For what it's worth, Charity Navigator gives them 4 out of 4 stars with a 98.33/100 rating: https://www.charitynavigator.org/ein/200049703
Meanwhile eg the American Cancer Society gets 73/100 and spends more on fundraising than WMF's entire budget, so oncologists can snort blow off hookers in Vegas, but nobody cares.
The whole premise of Wikipedia (or aspiration, at least, and yes, not always fulfilled ...) is that people should have information so they can't be manipulated.
It kind of sucks to see the very organisation hosting the site do the opposite, don't you think?
The question as to whether this is manipulative isn't "is there are any clear statement of fact that is unambiguously a lie even in the most charitable possible interpretation?", it's "will this make ill-informed readers think their donations are necessary for Wikipedia's survival, and is this impression created deliberately?"

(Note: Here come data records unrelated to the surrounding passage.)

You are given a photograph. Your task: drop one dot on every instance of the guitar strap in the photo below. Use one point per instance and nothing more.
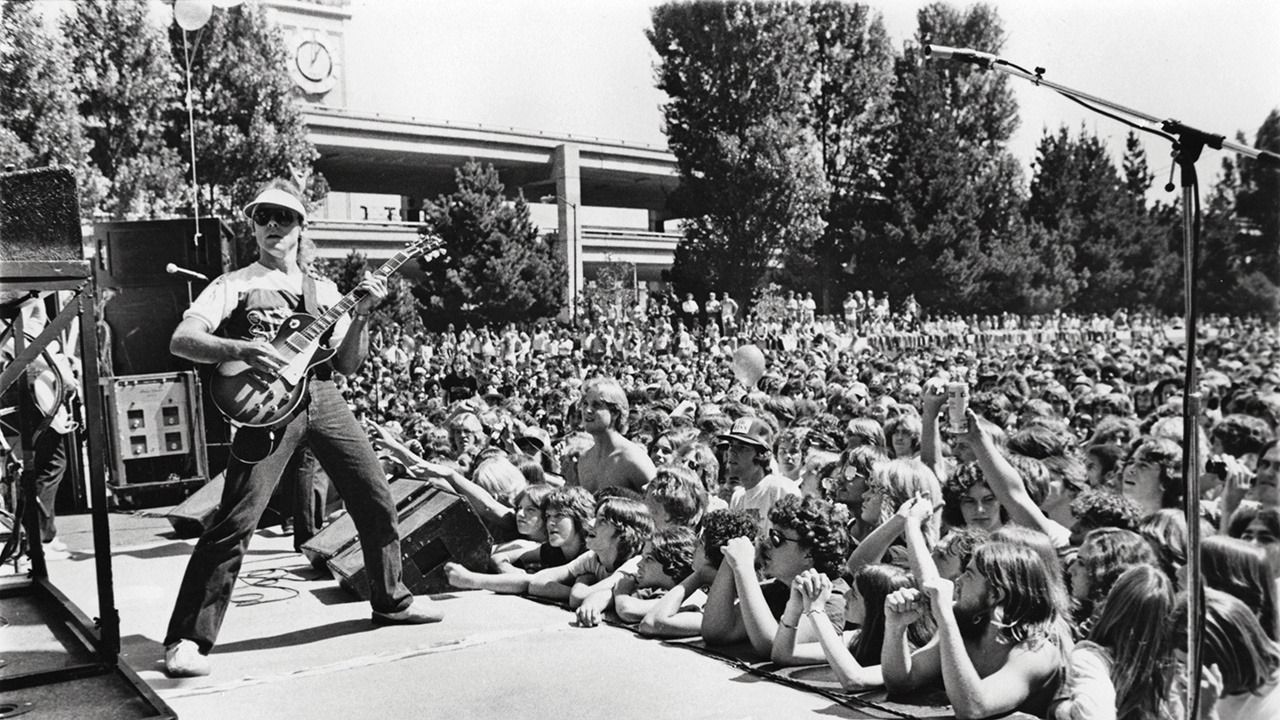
(311, 306)
(251, 445)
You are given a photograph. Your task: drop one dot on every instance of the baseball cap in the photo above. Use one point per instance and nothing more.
(536, 437)
(277, 196)
(749, 431)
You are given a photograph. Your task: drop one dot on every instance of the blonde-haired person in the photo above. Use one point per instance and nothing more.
(612, 460)
(890, 491)
(233, 322)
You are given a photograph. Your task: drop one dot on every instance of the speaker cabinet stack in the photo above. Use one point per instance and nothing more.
(156, 431)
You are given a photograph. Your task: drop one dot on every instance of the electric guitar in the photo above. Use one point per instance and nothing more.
(256, 399)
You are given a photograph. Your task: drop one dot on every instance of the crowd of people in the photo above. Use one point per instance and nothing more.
(831, 505)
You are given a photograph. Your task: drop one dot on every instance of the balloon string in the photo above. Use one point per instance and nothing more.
(191, 124)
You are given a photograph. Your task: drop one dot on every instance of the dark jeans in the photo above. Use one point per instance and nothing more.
(342, 449)
(50, 465)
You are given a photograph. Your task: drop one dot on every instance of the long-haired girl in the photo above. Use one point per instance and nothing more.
(1124, 669)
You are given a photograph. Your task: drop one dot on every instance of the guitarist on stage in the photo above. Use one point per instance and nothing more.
(234, 319)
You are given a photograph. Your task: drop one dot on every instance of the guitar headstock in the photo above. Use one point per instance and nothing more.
(429, 245)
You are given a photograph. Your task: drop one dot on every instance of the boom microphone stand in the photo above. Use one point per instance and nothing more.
(1188, 144)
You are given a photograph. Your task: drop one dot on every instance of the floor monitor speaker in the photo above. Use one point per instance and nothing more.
(435, 528)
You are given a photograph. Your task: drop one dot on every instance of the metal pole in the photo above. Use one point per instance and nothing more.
(1189, 145)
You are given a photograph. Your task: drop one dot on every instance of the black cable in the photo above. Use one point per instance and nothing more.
(265, 579)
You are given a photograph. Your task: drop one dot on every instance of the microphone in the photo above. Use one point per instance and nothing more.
(176, 270)
(944, 53)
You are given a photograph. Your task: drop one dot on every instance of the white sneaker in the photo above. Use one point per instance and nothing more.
(184, 660)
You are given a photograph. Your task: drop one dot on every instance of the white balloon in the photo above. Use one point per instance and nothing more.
(192, 14)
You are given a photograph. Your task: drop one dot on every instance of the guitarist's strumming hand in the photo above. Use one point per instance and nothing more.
(260, 355)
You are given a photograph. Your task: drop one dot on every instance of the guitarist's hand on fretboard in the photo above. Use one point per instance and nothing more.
(375, 291)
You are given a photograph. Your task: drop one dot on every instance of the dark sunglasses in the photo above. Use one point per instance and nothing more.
(777, 538)
(279, 215)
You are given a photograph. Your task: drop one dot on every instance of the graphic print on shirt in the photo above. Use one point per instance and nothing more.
(260, 313)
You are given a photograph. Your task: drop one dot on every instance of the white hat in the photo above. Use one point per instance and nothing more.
(277, 196)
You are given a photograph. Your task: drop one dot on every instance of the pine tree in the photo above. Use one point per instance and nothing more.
(247, 117)
(952, 188)
(496, 268)
(737, 76)
(853, 113)
(128, 90)
(39, 121)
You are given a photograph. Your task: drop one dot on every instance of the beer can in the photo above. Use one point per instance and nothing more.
(958, 402)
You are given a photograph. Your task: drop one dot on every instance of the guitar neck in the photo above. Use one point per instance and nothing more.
(332, 315)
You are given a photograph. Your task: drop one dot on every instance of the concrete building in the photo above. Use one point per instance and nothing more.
(382, 168)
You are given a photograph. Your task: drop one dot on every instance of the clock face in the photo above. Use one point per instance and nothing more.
(314, 63)
(314, 60)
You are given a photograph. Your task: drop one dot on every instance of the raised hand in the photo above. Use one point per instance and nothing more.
(919, 509)
(940, 592)
(740, 554)
(903, 606)
(592, 611)
(933, 397)
(814, 588)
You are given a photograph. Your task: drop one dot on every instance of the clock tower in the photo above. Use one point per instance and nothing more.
(314, 36)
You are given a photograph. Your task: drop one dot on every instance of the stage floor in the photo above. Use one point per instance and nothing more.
(295, 645)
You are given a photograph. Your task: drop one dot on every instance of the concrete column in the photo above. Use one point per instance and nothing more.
(658, 220)
(568, 200)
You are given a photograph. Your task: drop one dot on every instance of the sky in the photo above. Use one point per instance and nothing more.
(584, 67)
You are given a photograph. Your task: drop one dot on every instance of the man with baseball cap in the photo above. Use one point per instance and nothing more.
(748, 463)
(233, 323)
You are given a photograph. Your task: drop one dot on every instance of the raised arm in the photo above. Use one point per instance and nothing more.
(903, 669)
(876, 543)
(970, 695)
(787, 648)
(919, 510)
(722, 623)
(757, 616)
(931, 437)
(667, 618)
(814, 591)
(1004, 479)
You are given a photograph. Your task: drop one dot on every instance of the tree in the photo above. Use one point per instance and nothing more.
(1124, 254)
(400, 306)
(851, 117)
(951, 186)
(128, 92)
(1137, 176)
(496, 268)
(1257, 206)
(247, 118)
(737, 76)
(39, 121)
(1240, 233)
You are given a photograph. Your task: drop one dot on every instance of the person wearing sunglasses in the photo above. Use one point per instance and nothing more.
(236, 318)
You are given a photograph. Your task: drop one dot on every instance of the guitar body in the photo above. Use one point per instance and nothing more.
(259, 400)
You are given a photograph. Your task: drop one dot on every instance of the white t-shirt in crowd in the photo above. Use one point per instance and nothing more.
(759, 500)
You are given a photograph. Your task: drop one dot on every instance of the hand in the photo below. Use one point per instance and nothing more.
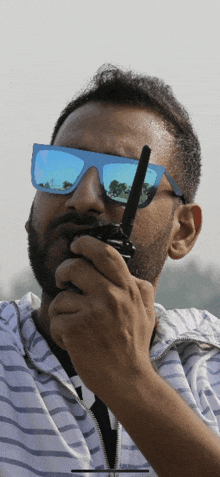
(107, 330)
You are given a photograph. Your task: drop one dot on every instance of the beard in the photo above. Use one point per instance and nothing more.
(146, 264)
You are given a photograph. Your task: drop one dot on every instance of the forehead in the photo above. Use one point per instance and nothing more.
(117, 129)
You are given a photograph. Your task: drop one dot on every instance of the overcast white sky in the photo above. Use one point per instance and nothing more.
(49, 49)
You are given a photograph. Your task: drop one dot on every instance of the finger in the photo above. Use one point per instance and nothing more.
(82, 274)
(104, 257)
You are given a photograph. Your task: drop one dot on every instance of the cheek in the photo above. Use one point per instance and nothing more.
(46, 207)
(150, 223)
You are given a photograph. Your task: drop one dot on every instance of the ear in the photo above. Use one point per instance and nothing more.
(187, 225)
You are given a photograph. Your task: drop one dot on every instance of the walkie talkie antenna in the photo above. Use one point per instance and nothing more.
(136, 190)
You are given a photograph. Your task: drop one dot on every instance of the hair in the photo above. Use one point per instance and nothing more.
(113, 85)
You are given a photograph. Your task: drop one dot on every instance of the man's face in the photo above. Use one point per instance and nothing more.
(111, 129)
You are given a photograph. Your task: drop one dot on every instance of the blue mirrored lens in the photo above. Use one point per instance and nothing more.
(56, 170)
(118, 179)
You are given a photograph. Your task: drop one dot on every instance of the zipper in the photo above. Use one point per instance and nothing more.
(76, 397)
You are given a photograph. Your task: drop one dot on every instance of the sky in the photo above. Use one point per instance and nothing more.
(50, 49)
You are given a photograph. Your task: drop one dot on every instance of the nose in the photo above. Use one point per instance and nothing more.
(87, 197)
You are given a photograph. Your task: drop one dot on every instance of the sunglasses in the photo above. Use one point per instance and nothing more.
(58, 170)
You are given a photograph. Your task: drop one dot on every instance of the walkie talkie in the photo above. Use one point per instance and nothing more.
(117, 235)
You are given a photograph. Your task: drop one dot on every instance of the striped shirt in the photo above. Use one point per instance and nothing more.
(47, 431)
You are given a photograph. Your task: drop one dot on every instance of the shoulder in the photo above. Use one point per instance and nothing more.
(12, 313)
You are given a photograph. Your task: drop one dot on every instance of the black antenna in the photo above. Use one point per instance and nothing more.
(136, 190)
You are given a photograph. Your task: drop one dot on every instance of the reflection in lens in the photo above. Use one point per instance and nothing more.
(56, 170)
(118, 179)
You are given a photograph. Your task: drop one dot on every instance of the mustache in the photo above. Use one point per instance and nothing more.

I think that's a very obvious "yes and yes".
The donations are used for side projects almost all donors are completely unaware of, whose existence and nature are not hinted at in the ads soliciting donations.
They way they DO stay online for a resilient amount of time is by generating money, i.e. through donations.
In fact, they used to say exactly how many months they have left. Now they don't say that, because they feel they can allow themselves that. Does that mean that it makes sense to stop fundraising? No. Because the minute the public doesn't feel that there's an urgency in donating to your cause, then it's someone else's problem, meaning it's nobody's problem and that's how you kill NPOs.